These included, from the Indian side, former IAF chief Air Chief Marshal S.K. Kaul, his brother and former cabinet secretary P.K. Kaul, and former R&AW chief and J&K governor G.C. ‘Gary’ Saxena; from the Pakistani side were often top former civil servants, at least once former Army chief, Jehangir Karamat, and relatively younger politicians, Shahid Khaqan Abbasi and Shah Mehmood Qureshi, the former rose to prime ministership and the latter became foreign minister. whatever those jobs might count for in their country.

As you can guess from the few names I have mentioned, most of the participants had been combatants from rival sides, militarily, diplomatically, covertly, or in strategic debates.

For the odd editor, it was an enormous learning experience as the top practitioners on the two sides talked. Sometimes conversations carried on into hour-long walks. I kept memories, and sort of uncharacteristically, even some notes from one with Durrani and a couple of others along Lake Bellagio in Italy. As we go along I will share some of these with you.

See it this way, if some plumbing and wiring in his heart hadn’t caught the attention of his military doctors and he rose to be a three- or even a four-star, we would perhaps not be writing obituaries for him in India. Because, even if he became chief, he’d be among the few who had no political delusions. He also believed military interference was at the root of many of Pakistan’s problems.

Because of his health challenges he was taken away from combat unit commands and seconded out to head Pakistan Ordnance Factories Board. Given his age and pedigree, he had seen two Pakistani dictators, Zia and Musharraf, up close. He also served both, Zia as military secretary, and Musharraf as his envoy to Washington.


Also Read: India doesn’t give walkovers to Pakistan in war. Here’s why it shouldn’t do it in cricket either


Two conversations from that long, lakeside walk stand out. The first, when I asked him if Zia was indeed as much of an Islamist as we believed. He didn’t start out as one, Durrani said. He was just another garden variety (my words) normal, devout Muslim. But, as one audacious move after another worked for him—the coup, jailing and hanging of Bhutto—people around him would tell him he was divinely chosen and empowered to restore the glory of Islam in Pakistan. This was greatly compounded after the Soviet invasion of Afghanistan and Pakistan finding itself centre-stage in that ‘jehad’. ‘See, what have we been telling you,” the same hangers-on would tell him now, “everything, from Bhutto making you army chief over the heads of others, your coup, Bhutto’s hanging, were all planned by the almighty. All to position you for this jehad. Allah had needed and wanted you here.”
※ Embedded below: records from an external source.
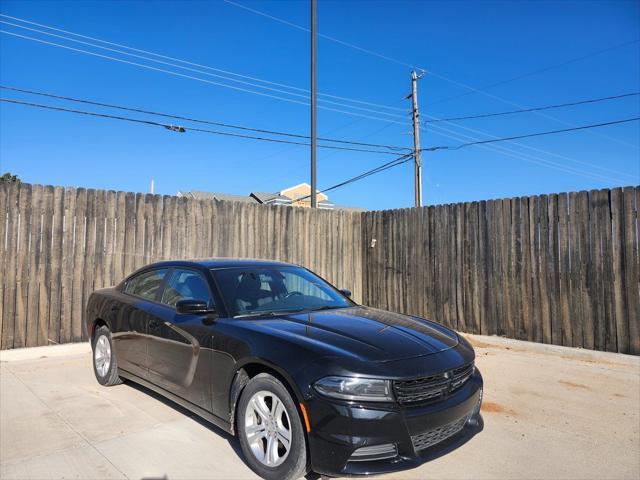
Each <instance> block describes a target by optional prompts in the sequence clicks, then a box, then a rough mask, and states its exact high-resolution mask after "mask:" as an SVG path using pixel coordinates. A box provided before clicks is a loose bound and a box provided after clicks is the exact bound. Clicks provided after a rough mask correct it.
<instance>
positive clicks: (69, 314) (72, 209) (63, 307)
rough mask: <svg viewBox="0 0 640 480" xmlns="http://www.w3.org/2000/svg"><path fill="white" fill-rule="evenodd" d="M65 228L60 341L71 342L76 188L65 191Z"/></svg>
mask: <svg viewBox="0 0 640 480" xmlns="http://www.w3.org/2000/svg"><path fill="white" fill-rule="evenodd" d="M63 208H64V228H63V235H62V258H63V261H62V268H61V271H60V281H61V285H60V297H61V299H62V300H61V302H60V343H66V342H70V341H71V340H72V339H73V334H72V310H73V262H74V230H75V222H76V190H75V188H67V189H66V190H65V192H64V207H63Z"/></svg>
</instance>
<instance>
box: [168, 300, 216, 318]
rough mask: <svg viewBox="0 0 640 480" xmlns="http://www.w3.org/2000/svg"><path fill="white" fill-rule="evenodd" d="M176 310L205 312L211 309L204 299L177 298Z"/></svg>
mask: <svg viewBox="0 0 640 480" xmlns="http://www.w3.org/2000/svg"><path fill="white" fill-rule="evenodd" d="M176 311H177V312H178V313H186V314H191V315H194V314H199V313H200V314H205V313H210V312H211V309H210V308H209V305H208V304H207V302H205V301H204V300H196V299H185V300H178V302H177V303H176Z"/></svg>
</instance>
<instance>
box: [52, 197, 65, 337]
mask: <svg viewBox="0 0 640 480" xmlns="http://www.w3.org/2000/svg"><path fill="white" fill-rule="evenodd" d="M64 194H65V193H64V189H63V188H62V187H55V188H54V189H53V207H54V209H53V239H52V244H51V287H50V288H51V297H50V300H51V302H50V305H49V338H48V341H49V342H50V343H60V313H61V308H60V290H61V289H60V287H61V285H60V283H61V282H60V280H61V270H62V262H63V258H62V241H63V237H62V229H63V225H64Z"/></svg>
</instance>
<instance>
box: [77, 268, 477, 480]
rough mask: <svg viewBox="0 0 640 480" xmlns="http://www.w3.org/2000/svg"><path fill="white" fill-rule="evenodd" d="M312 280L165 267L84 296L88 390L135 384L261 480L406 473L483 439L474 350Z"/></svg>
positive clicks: (449, 338)
mask: <svg viewBox="0 0 640 480" xmlns="http://www.w3.org/2000/svg"><path fill="white" fill-rule="evenodd" d="M349 297H350V292H349V291H347V290H337V289H336V288H334V287H333V286H331V285H330V284H328V283H327V282H326V281H324V280H322V279H321V278H319V277H318V276H317V275H315V274H313V273H312V272H310V271H309V270H307V269H305V268H302V267H300V266H296V265H291V264H287V263H279V262H271V261H260V260H236V259H219V260H197V261H169V262H161V263H156V264H153V265H149V266H147V267H144V268H142V269H140V270H139V271H137V272H135V273H134V274H132V275H131V276H129V277H128V278H127V279H126V280H124V281H123V282H122V283H121V284H120V285H118V286H116V287H114V288H107V289H104V290H99V291H96V292H94V293H93V294H92V295H91V296H90V298H89V301H88V304H87V317H86V318H87V331H88V332H89V334H90V337H91V341H92V347H93V366H94V371H95V374H96V378H97V379H98V382H100V383H101V384H102V385H105V386H109V385H116V384H118V383H120V382H121V381H122V379H128V380H131V381H133V382H136V383H139V384H142V385H144V386H146V387H148V388H150V389H152V390H154V391H156V392H159V393H160V394H162V395H164V396H166V397H168V398H169V399H171V400H173V401H175V402H177V403H178V404H180V405H182V406H183V407H186V408H187V409H189V410H191V411H193V412H195V413H196V414H198V415H200V416H201V417H203V418H205V419H207V420H209V421H211V422H212V423H214V424H215V425H217V426H219V427H221V428H223V429H225V430H226V431H228V432H231V433H232V434H235V435H237V436H238V437H239V440H240V445H241V447H242V451H243V452H244V455H245V461H246V462H247V463H248V465H249V466H250V467H251V468H252V469H253V470H254V471H255V472H256V473H257V474H259V475H261V476H262V477H263V478H266V479H274V480H275V479H278V480H282V479H295V478H299V477H301V476H303V475H304V474H305V473H307V472H309V471H311V470H312V471H314V472H316V473H318V474H322V475H327V476H341V475H362V474H379V473H385V472H392V471H397V470H402V469H406V468H412V467H415V466H417V465H419V464H421V463H422V462H424V461H426V460H429V459H431V458H434V457H436V456H439V455H442V454H443V453H446V452H448V451H450V450H452V449H454V448H456V447H457V446H459V445H461V444H462V443H464V442H466V441H467V440H469V439H470V438H471V437H472V436H473V435H474V434H475V433H477V432H478V431H480V430H481V429H482V419H481V417H480V403H481V401H482V377H481V375H480V372H479V371H478V370H477V369H476V367H475V365H474V357H475V355H474V351H473V348H472V347H471V346H470V345H469V343H468V342H466V341H465V340H464V339H463V338H462V337H461V336H459V335H458V334H456V333H455V332H453V331H451V330H449V329H447V328H445V327H443V326H442V325H439V324H437V323H434V322H431V321H428V320H423V319H420V318H416V317H411V316H407V315H399V314H396V313H390V312H386V311H382V310H376V309H373V308H368V307H364V306H360V305H357V304H356V303H354V302H353V301H352V300H351V299H350V298H349Z"/></svg>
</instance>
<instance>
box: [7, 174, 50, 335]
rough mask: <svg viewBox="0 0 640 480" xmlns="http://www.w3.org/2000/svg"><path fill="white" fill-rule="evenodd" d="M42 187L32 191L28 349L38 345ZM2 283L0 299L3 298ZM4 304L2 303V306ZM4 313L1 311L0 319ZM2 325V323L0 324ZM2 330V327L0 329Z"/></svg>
mask: <svg viewBox="0 0 640 480" xmlns="http://www.w3.org/2000/svg"><path fill="white" fill-rule="evenodd" d="M2 190H3V189H2V184H0V222H1V223H0V268H1V266H2V250H3V247H4V231H3V226H4V219H5V215H4V210H3V208H2ZM41 208H42V185H34V186H33V190H32V191H31V240H30V246H29V284H28V286H27V289H28V298H27V319H26V324H27V325H26V344H25V346H27V347H35V346H37V345H38V314H39V312H38V285H39V282H40V271H39V268H38V263H39V261H40V250H41V248H42V211H41ZM2 283H3V282H0V298H2ZM1 303H2V302H0V304H1ZM1 317H2V311H1V309H0V318H1ZM0 325H1V322H0ZM0 330H2V327H0Z"/></svg>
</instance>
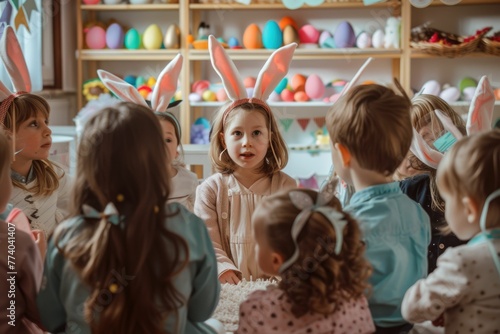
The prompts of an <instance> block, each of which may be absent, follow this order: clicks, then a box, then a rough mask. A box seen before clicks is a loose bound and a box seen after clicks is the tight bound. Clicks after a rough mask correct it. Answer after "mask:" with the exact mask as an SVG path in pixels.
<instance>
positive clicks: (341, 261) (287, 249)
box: [254, 189, 371, 317]
mask: <svg viewBox="0 0 500 334" xmlns="http://www.w3.org/2000/svg"><path fill="white" fill-rule="evenodd" d="M297 190H298V191H302V192H304V193H306V194H307V195H308V196H310V197H311V198H312V199H313V201H315V200H316V198H317V196H318V193H317V192H316V191H314V190H310V189H290V190H286V191H283V192H279V193H277V194H275V195H272V196H270V197H268V198H267V199H266V201H265V202H263V203H262V204H261V206H260V208H259V210H257V211H256V213H255V216H254V217H255V218H254V219H257V220H258V219H260V220H261V221H263V222H265V225H266V226H265V232H264V233H265V234H266V236H267V239H268V241H269V245H270V247H271V248H272V249H273V251H275V252H277V253H279V254H281V255H282V256H283V259H284V260H285V261H286V260H287V259H289V258H290V257H291V256H292V255H293V253H294V251H295V247H294V243H293V240H292V236H291V233H290V231H291V229H292V225H293V222H294V220H295V218H296V217H297V216H298V215H299V214H300V212H301V210H300V209H298V208H297V207H295V205H294V204H293V203H292V202H291V200H290V197H289V193H290V191H297ZM327 205H328V206H329V207H332V208H334V209H336V210H337V211H339V212H341V213H343V214H344V218H345V220H346V221H347V225H346V227H345V228H344V230H343V243H342V248H341V251H340V253H339V254H338V255H337V254H335V252H334V249H335V243H336V234H335V229H334V228H333V226H332V224H331V223H330V221H329V220H328V219H327V218H326V217H325V216H323V215H322V214H321V213H319V212H313V213H312V214H311V215H310V217H309V218H308V221H307V224H306V225H305V226H304V228H303V229H302V231H301V232H300V234H299V236H298V237H297V244H298V248H299V257H298V259H297V261H296V262H295V263H294V264H293V265H291V266H290V267H289V268H287V269H285V270H284V271H283V273H282V274H281V277H282V280H281V281H280V282H279V284H278V287H279V288H280V289H282V290H283V291H284V292H285V295H286V296H287V298H288V299H289V301H290V303H291V304H292V308H291V310H292V313H293V314H294V315H295V316H296V317H300V316H302V315H304V314H306V313H308V312H315V313H319V314H330V313H332V312H334V311H335V310H337V309H338V308H339V306H340V304H341V303H342V302H344V301H348V300H353V299H357V298H359V297H360V296H361V295H363V294H364V293H365V292H367V290H368V288H369V284H368V278H369V276H370V274H371V266H370V264H369V263H368V261H367V260H366V259H365V258H364V250H365V246H364V244H363V242H362V241H361V232H360V229H359V227H358V224H357V222H356V221H355V220H354V219H353V218H352V217H351V216H350V215H349V214H347V213H345V212H343V211H342V207H341V204H340V201H339V200H338V199H337V198H336V197H334V198H333V199H332V200H331V201H330V202H329V203H328V204H327Z"/></svg>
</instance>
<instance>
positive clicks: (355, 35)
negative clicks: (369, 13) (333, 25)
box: [333, 21, 356, 48]
mask: <svg viewBox="0 0 500 334" xmlns="http://www.w3.org/2000/svg"><path fill="white" fill-rule="evenodd" d="M333 39H334V40H335V45H336V46H337V48H352V47H353V46H354V45H355V44H356V35H355V34H354V29H353V28H352V26H351V24H350V23H349V22H347V21H343V22H340V24H339V25H338V26H337V29H335V33H334V34H333Z"/></svg>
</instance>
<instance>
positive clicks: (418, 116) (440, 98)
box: [408, 94, 466, 212]
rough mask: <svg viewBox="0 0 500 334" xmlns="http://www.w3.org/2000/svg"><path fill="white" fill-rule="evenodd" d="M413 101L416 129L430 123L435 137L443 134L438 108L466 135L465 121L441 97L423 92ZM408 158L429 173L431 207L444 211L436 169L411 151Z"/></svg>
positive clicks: (440, 210) (443, 202)
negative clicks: (438, 191)
mask: <svg viewBox="0 0 500 334" xmlns="http://www.w3.org/2000/svg"><path fill="white" fill-rule="evenodd" d="M411 102H412V104H411V108H410V113H411V123H412V126H413V128H414V129H415V130H417V131H420V130H421V129H422V128H423V127H424V126H427V125H430V129H431V131H432V134H433V137H434V138H436V139H437V138H438V137H439V136H441V135H442V132H443V130H444V127H443V125H442V123H441V121H440V120H439V118H438V117H437V116H436V113H435V112H434V110H436V109H437V110H441V111H442V112H443V114H444V115H445V116H448V117H449V118H450V119H451V121H452V122H453V124H454V125H455V126H456V127H457V128H458V130H459V131H460V132H461V133H462V134H463V135H466V131H465V121H464V120H463V119H462V117H461V116H460V115H459V114H458V113H457V112H456V111H455V110H453V108H452V107H450V105H449V104H448V103H446V101H444V100H443V99H441V98H440V97H438V96H435V95H430V94H421V95H418V96H415V97H414V98H413V99H412V101H411ZM435 130H437V131H435ZM408 160H409V161H410V166H411V167H412V168H413V169H415V170H418V171H420V172H422V173H427V174H429V178H430V188H431V199H432V204H431V209H433V210H439V211H441V212H444V202H443V199H442V198H441V196H439V192H438V189H437V185H436V170H435V169H434V168H432V167H429V166H427V165H426V164H424V163H423V162H422V161H420V160H419V159H418V158H417V157H416V156H415V155H414V154H413V153H411V152H410V153H409V154H408Z"/></svg>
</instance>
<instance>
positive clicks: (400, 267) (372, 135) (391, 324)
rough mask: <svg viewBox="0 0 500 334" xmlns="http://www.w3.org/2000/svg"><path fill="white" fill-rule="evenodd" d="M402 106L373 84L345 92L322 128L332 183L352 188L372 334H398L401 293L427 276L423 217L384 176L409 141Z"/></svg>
mask: <svg viewBox="0 0 500 334" xmlns="http://www.w3.org/2000/svg"><path fill="white" fill-rule="evenodd" d="M409 109H410V102H409V100H407V99H405V98H403V97H401V96H398V95H396V94H395V93H394V92H393V91H392V90H390V89H388V88H386V87H384V86H380V85H361V86H356V87H353V88H352V89H351V90H350V91H349V92H347V93H346V94H345V95H344V96H342V97H341V98H340V99H339V100H338V101H337V102H336V103H335V104H334V105H333V107H332V108H331V109H330V111H329V112H328V114H327V117H326V122H327V128H328V132H329V134H330V140H331V146H332V159H333V165H334V166H335V170H336V172H337V173H338V175H339V177H340V178H341V179H342V180H344V181H345V182H346V183H347V184H350V185H352V186H354V189H355V193H354V194H353V196H352V198H351V200H350V204H349V205H348V206H346V207H345V211H347V212H350V213H351V214H352V215H353V216H354V217H355V218H356V219H357V220H358V221H359V224H360V228H361V231H362V232H363V241H364V242H365V244H366V257H367V259H368V260H369V262H370V263H371V265H372V266H373V275H372V276H371V277H370V283H371V285H372V286H373V293H372V294H371V295H370V297H369V299H368V302H369V305H370V310H371V313H372V316H373V320H374V321H375V324H376V326H377V332H378V333H399V332H400V331H404V330H405V329H406V326H407V324H405V321H404V319H403V317H402V316H401V300H402V298H403V295H404V293H405V291H406V290H407V289H408V287H410V286H411V285H412V284H413V283H415V282H416V281H417V280H418V279H420V278H422V277H425V276H426V274H427V246H428V245H429V242H430V224H429V217H428V216H427V214H426V213H425V211H424V210H423V209H422V208H421V207H420V205H418V204H417V203H415V202H414V201H412V200H411V199H410V198H408V197H407V196H406V195H404V194H403V193H402V192H401V190H400V189H399V185H398V183H397V182H392V175H393V173H394V171H395V170H396V168H397V167H398V166H399V165H400V164H401V162H402V160H403V158H404V156H405V155H406V152H408V150H409V148H410V144H411V139H412V129H411V121H410V113H409Z"/></svg>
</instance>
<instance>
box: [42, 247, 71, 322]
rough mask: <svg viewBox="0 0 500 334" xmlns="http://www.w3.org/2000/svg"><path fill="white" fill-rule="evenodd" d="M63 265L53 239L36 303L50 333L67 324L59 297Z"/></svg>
mask: <svg viewBox="0 0 500 334" xmlns="http://www.w3.org/2000/svg"><path fill="white" fill-rule="evenodd" d="M63 265H64V259H63V257H62V254H60V253H59V250H58V249H57V247H56V246H55V245H54V239H52V238H51V240H50V241H49V245H48V247H47V255H46V257H45V266H44V271H43V273H44V276H43V283H42V288H41V289H40V292H39V293H38V297H37V301H36V302H37V305H38V311H39V312H40V318H41V323H42V324H43V326H44V327H45V329H46V330H48V331H49V332H57V330H59V329H62V328H64V326H65V324H66V311H65V310H64V305H63V302H62V300H61V299H60V297H59V291H60V289H61V275H62V269H63Z"/></svg>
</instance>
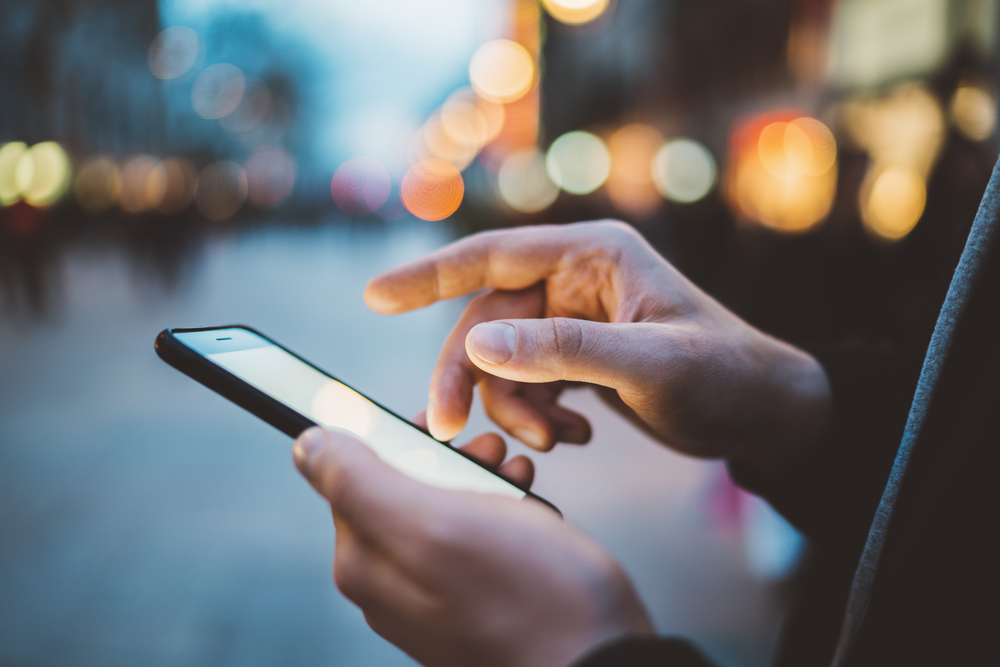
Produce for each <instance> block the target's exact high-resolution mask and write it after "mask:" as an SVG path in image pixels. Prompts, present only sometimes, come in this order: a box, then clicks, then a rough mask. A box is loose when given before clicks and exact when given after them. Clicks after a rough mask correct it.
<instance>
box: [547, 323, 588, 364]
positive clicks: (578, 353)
mask: <svg viewBox="0 0 1000 667" xmlns="http://www.w3.org/2000/svg"><path fill="white" fill-rule="evenodd" d="M551 322H552V341H553V345H554V346H555V352H556V354H557V355H558V356H560V357H574V356H576V355H578V354H579V353H580V350H581V348H582V347H583V329H582V328H581V327H580V322H579V321H578V320H574V319H571V318H568V317H553V318H552V320H551Z"/></svg>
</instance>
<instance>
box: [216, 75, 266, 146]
mask: <svg viewBox="0 0 1000 667" xmlns="http://www.w3.org/2000/svg"><path fill="white" fill-rule="evenodd" d="M272 103H273V102H272V99H271V92H270V91H269V90H268V89H267V86H266V85H265V84H264V82H263V81H260V80H259V79H252V78H250V77H245V79H244V92H243V97H242V99H241V100H240V103H239V105H238V106H237V107H236V108H235V109H233V111H232V112H231V113H229V114H226V115H225V116H223V117H222V118H220V119H219V124H220V125H221V126H222V129H224V130H226V131H227V132H232V133H234V134H238V133H241V132H248V131H250V130H252V129H254V128H255V127H257V126H258V125H260V124H261V123H262V122H263V121H264V119H266V118H267V115H268V114H269V113H270V112H271V106H272Z"/></svg>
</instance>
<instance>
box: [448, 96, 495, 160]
mask: <svg viewBox="0 0 1000 667" xmlns="http://www.w3.org/2000/svg"><path fill="white" fill-rule="evenodd" d="M504 117H505V112H504V105H502V104H497V103H496V102H490V101H489V100H487V99H484V98H482V97H480V96H479V95H477V94H476V92H475V91H474V90H473V89H472V88H471V87H469V86H465V87H462V88H459V89H458V90H456V91H455V92H453V93H452V94H451V95H449V96H448V99H447V100H445V103H444V104H443V105H441V125H442V127H443V128H444V130H445V132H447V133H448V134H450V135H451V136H452V138H453V139H455V141H459V142H465V143H469V142H470V140H472V139H473V137H474V138H475V142H476V143H477V144H478V145H479V147H480V148H482V147H483V146H485V145H486V144H488V143H490V142H491V141H493V140H494V139H496V138H497V137H498V136H499V135H500V131H501V130H503V126H504Z"/></svg>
Durrani said by this time Zia had started to believe all of this, that he was the chosen one. He said he’d been to Mecca with Zia early on and he prayed like the usual believing Muslim. Now he would sit by the grave sometimes for more than an hour, even crying in emotion. His success and hangers-on had made him an Islamist. They took away his life too.

Durrani had been Musharraf’s instructor in at least one of the military academies. After Musharraf seized power and upped terror attacks in India, Durrani said he went to see and upbraid him. Something must have stayed with Musharraf who reached out to him for the Washington job. Remember, this was also the period that Musharraf worked closely with Vajpayee and later Manmohan Singh for a settlement.

In 1965, Durrani fought as a cavalry major in the Sialkot sector against the advancing Indian strike Corps (2nd) and 1st Armoured Division. He generally had a young officer’s scepticism over the capability of rival cavalry commanders and said both sides were insipid, routine and totally unspectacular in their tactics. In all of that war, he said, he saw one truly brilliant move. This was the Poona Horse Regiment led by Colonel A.B. Tarapore. That attack came from a completely unexpected and really clever direction and ‘threw us back’. It was just the vagaries of the battlefield that a random artillery shell hit Tarapore’s tank. Tarapore, as we know, was awarded a posthumous Param Vir Chakra (PVC). Incidentally, Second Lieutenant Arun Khetarpal of the same regiment, whose story the new Bollywood release Ikkees features, won a posthumous PVC for his display of valour in the same sector in 1971.

We continue Durrani’s story from 1965 though. Later as dust settled on that battle, he said, just a little bit hesitatingly “we went rummaging through tank wreckages as is routine among us soldiers, I picked up and kept Tarapore’s cap and swagger stick”.

I suggested to him that returning these to his family or regiment might indeed be a good peaceable move. I am not sure he ever did it. But if his family has these, and happens to read this, it will be an excellent idea to hand these over now as a gesture for all the peace he fought for. It will be the best tribute to the legacy of General Shanti.